Second, the most important aspect of science is not what is “known”, but how it is discovered. No system of inquiry is perfect, but the methods of science (observation, hypothesis and experiment) have proved to be a remarkably robust way of finding out about the world. In particular, the principles of reproducibility (no result is accepted until it has been repeated) and universality (findings are tested by scientists all over the world) ensure reliability. False findings are soon weeded out. It is true that scientific theories are occasionally replaced over time, but this is usually because they are incomplete rather than wrong.

Recently in this newspaper, Brenda Power suggested that the life cycle of the river fluke may not be the most useful thing for children to learn at school. Perhaps — but I would argue that learning how scientists discovered the life cycle of the hapless fluke is very important indeed.

An understanding of the robust, sceptical methods of science builds trust in scientific findings; conversely, a lack of such knowledge can lead to the acceptance of views that are not based on fact. Consider science in the media. Radio and TV discussions of important scientific issues often pit scientists, who cite facts that have been carefully established by science, against commentators who have little knowledge of the subject at hand. Too often, the result is general confusion.

Is the Giant’s Causeway many millions of years old or just a few thousand? Is man-made climate change a genuine problem or a conspiracy dreamed up by the nanny state? In a world where every viewpoint is valid, it can be difficult for policymakers and the public to know who to believe. Worse, such discussions are easily manipulated by vested interests.

I suggest the solution lies in education. It is striking that when we talk of literacy, we usually mean a mastery of reading, writing and arithmetic. It could be argued that a basic knowledge of science should have been part of this package for centuries. In Ireland, children encounter a small amount of science in school at a young age. However, the majority opt out of science at secondary level, a pattern that is common in English-speaking countries.

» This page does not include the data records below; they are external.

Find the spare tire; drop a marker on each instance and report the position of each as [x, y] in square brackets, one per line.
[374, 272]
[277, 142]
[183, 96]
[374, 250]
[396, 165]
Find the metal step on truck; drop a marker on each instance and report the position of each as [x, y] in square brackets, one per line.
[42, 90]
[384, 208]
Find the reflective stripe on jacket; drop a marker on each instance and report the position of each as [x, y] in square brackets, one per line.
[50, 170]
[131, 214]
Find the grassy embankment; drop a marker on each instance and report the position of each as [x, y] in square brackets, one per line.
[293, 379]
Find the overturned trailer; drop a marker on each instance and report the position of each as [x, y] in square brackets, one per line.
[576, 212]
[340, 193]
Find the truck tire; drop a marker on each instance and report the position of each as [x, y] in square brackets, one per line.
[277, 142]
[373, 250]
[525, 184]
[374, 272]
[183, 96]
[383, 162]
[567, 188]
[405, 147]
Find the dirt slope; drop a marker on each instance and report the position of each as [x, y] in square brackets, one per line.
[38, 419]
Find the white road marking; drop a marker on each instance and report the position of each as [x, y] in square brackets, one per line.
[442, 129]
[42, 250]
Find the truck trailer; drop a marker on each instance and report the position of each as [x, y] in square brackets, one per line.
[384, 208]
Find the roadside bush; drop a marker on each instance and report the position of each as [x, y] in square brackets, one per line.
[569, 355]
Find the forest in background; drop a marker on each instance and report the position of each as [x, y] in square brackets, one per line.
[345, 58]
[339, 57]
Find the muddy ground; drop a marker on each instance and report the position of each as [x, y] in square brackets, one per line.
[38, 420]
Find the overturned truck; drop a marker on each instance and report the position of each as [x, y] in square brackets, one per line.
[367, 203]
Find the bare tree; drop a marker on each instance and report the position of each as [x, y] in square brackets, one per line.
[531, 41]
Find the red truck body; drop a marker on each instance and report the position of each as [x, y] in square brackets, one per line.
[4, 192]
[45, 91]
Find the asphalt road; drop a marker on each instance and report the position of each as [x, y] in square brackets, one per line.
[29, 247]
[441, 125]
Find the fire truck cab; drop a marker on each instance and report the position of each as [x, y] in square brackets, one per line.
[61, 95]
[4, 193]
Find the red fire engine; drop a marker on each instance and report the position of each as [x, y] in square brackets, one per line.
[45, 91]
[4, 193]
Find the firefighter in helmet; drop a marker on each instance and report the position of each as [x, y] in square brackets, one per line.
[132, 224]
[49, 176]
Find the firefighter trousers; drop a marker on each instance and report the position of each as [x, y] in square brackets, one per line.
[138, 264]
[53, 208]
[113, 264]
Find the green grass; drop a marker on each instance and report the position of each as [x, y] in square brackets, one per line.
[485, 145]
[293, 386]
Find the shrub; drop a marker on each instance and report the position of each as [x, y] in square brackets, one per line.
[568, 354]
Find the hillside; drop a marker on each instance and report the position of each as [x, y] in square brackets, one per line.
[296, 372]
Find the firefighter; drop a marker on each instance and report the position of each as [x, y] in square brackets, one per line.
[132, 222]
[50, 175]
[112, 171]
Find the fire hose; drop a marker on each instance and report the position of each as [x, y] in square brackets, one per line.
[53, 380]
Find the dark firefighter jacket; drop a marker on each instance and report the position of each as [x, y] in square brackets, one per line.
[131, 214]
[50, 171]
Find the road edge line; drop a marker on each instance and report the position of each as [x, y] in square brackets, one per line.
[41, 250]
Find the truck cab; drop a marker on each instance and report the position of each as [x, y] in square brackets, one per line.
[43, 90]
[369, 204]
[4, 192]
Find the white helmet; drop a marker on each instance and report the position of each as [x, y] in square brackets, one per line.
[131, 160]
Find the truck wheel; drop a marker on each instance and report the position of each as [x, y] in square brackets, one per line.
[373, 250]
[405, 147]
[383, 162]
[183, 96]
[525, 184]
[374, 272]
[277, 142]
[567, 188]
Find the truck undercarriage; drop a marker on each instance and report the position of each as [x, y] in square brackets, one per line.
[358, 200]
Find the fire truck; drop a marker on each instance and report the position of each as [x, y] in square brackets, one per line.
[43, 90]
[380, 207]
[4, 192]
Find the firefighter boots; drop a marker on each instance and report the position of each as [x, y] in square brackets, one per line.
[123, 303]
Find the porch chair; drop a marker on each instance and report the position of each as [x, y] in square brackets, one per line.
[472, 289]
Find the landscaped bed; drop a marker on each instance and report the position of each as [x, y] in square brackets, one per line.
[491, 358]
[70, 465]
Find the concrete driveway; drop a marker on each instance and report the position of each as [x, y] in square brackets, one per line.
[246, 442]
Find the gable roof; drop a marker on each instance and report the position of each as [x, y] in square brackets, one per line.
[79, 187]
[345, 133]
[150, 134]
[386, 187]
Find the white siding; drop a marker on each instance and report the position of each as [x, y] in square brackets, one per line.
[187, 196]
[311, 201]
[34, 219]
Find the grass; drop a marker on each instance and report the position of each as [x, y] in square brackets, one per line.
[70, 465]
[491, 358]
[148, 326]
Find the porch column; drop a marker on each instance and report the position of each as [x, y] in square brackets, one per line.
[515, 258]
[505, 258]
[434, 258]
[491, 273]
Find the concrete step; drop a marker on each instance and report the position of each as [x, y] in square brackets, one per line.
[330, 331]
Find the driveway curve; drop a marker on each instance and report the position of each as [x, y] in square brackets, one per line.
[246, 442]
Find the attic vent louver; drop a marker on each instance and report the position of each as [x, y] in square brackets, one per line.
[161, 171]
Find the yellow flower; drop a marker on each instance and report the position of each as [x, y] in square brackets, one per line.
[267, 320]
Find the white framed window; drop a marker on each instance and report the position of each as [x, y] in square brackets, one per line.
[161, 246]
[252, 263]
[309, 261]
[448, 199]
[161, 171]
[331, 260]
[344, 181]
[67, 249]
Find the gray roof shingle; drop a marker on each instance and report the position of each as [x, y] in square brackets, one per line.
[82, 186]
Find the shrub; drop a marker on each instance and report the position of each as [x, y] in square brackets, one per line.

One reason is that individual science subjects can seem quite specialised and technically demanding.

I suspect a more generalised science programme all the way up to Leaving Cert level would be more appropriate for many students, enabling them to acquire a basic knowledge of the methods of science and its main findings. This knowledge could inform public discourse of important societal issues, from the risks of nuclear power to the threat of climate change.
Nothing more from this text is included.